Перед нами процесс создания коллективной памяти. Ее создают не только рационально монографиями и учебниками истории. Ее можно усиливать эмоциональными средствами типа кино и телесериалов или политических ток-шоу. Ее можно менять, как это делала перестройка, трансформируя память советского периода, когда на сцене вдруг оказались люди из списка врагов (типа Троцкого, Бухарина и др.), получившие право на новую интерпретацию своей жизни.
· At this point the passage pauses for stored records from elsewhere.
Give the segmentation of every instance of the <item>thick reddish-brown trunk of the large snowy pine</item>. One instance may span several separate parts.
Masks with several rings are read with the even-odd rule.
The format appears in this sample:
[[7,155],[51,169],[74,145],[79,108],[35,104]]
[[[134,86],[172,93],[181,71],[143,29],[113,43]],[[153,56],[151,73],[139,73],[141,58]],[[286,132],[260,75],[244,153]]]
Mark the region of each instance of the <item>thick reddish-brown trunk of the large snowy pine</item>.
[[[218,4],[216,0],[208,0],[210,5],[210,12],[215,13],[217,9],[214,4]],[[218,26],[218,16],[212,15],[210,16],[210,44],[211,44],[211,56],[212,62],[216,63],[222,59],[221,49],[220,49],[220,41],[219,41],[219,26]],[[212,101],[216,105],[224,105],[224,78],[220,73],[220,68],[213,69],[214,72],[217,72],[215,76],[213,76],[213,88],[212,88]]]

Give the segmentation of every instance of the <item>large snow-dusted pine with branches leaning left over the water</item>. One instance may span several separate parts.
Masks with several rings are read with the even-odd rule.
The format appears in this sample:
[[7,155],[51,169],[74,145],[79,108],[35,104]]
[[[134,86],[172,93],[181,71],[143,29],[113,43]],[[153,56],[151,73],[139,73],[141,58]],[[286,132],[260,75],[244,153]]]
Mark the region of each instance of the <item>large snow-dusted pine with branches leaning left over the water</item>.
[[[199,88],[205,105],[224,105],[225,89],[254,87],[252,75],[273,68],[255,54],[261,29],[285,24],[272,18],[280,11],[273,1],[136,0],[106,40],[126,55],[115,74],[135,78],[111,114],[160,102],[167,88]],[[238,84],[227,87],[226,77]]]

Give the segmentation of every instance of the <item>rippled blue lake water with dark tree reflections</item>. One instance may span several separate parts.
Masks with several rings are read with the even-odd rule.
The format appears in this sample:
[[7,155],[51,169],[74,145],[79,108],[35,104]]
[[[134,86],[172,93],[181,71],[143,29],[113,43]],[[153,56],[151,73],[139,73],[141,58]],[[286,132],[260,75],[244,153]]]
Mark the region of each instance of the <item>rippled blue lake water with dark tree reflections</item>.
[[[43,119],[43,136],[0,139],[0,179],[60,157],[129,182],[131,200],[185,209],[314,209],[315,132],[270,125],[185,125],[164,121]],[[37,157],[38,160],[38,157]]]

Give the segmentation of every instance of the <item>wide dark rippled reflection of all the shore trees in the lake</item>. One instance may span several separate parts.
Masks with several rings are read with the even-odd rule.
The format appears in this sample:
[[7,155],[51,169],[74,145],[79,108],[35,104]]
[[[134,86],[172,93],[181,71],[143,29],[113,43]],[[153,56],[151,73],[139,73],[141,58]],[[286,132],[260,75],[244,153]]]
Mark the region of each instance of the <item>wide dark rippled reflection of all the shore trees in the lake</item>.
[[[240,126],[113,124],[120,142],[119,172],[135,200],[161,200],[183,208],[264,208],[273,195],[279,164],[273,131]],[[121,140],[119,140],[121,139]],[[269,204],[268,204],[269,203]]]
При этом любая смена политического режима автоматически приходит к смене прошлого, поскольку там надо найти свои новые корни.
У Дондурея есть еще одно интересное наблюдение, которое он высказал в одном из интервью: «Мы привычно и умело живем по правилам теневой идеологии. Собственно, ее появление не новость — подобная система практических предписаний существовала параллельно с официальной еще в советское время. Но советскую теневую идеологию можно назвать животворной, нонконформистской, и именно это отличает ее от современной. Я думаю, что подобная двойственность будет сохраняться и усиливаться: в политике, экономике и социальных отношениях, во всех других системах код будет, как всегда, двоичный — двойная культура, двойной язык, двойные поведенческие матрицы. И Владимир Владимирович как человек, блестяще ориентирующийся и действующий в этой многомерной системе координат, все это прекрасно понимает. Он готов продолжать внедрять патернализм и образ отца нации внутри страны, но при этом макроэкономика под его руководством будет продолжать развиваться в прозападном и либеральном направлении. Путин — выдающийся культуролог, которому удалось поженить мировоззренческие принципы советской власти и европейское технологическое мышление. По идее они должны были ненавидеть, разнести одно другое, но этого не произошло».
Перед нами более сложная система, чем просто пропагандистская советского образца. Можно продолжить Дондурея, сказав, что советская пропаганда тиражировала старые образцы, а тут речь идет о постоянном создании новых образцов. К примеру, то Украина — братский народ, то враг-бандеровец, которого возглавляет хунта. То есть пропагандистское «блюдо» все время оказывается новым.
По этой причине Россия так много говорит о скрепах, «цементируя» массовое сознание на более глубинном уровне. Она добивается как стратегического «цементирования», так и производства тактической пропаганды, в которую верят из-за серьезной стратегической базы.
При этом стратегическая пропаганда типа сериалов имеет и важный плюс — она не воспринимается как пропаганда. Так и школьный учебник никогда не будет для ученика пропагандой, поскольку его надо заучить и по нему сдавать. То есть и в том, и в другом случае собственно содержание уходит на второй план, поскольку его побеждают в первом случае — развлекательность, во втором — учебный характер.
Пропаганда всегда создает очень понятный и потому удобный мир. Враги и друзья там разложены по полочкам и не могут ходить в гости друг к другу. Это явно черно-белый мир, в котором надо быть по одну из баррикад. Только там твое видение станет вполне комфортным и понятным. И то, и другое является следствием системности этого сконструированного мира.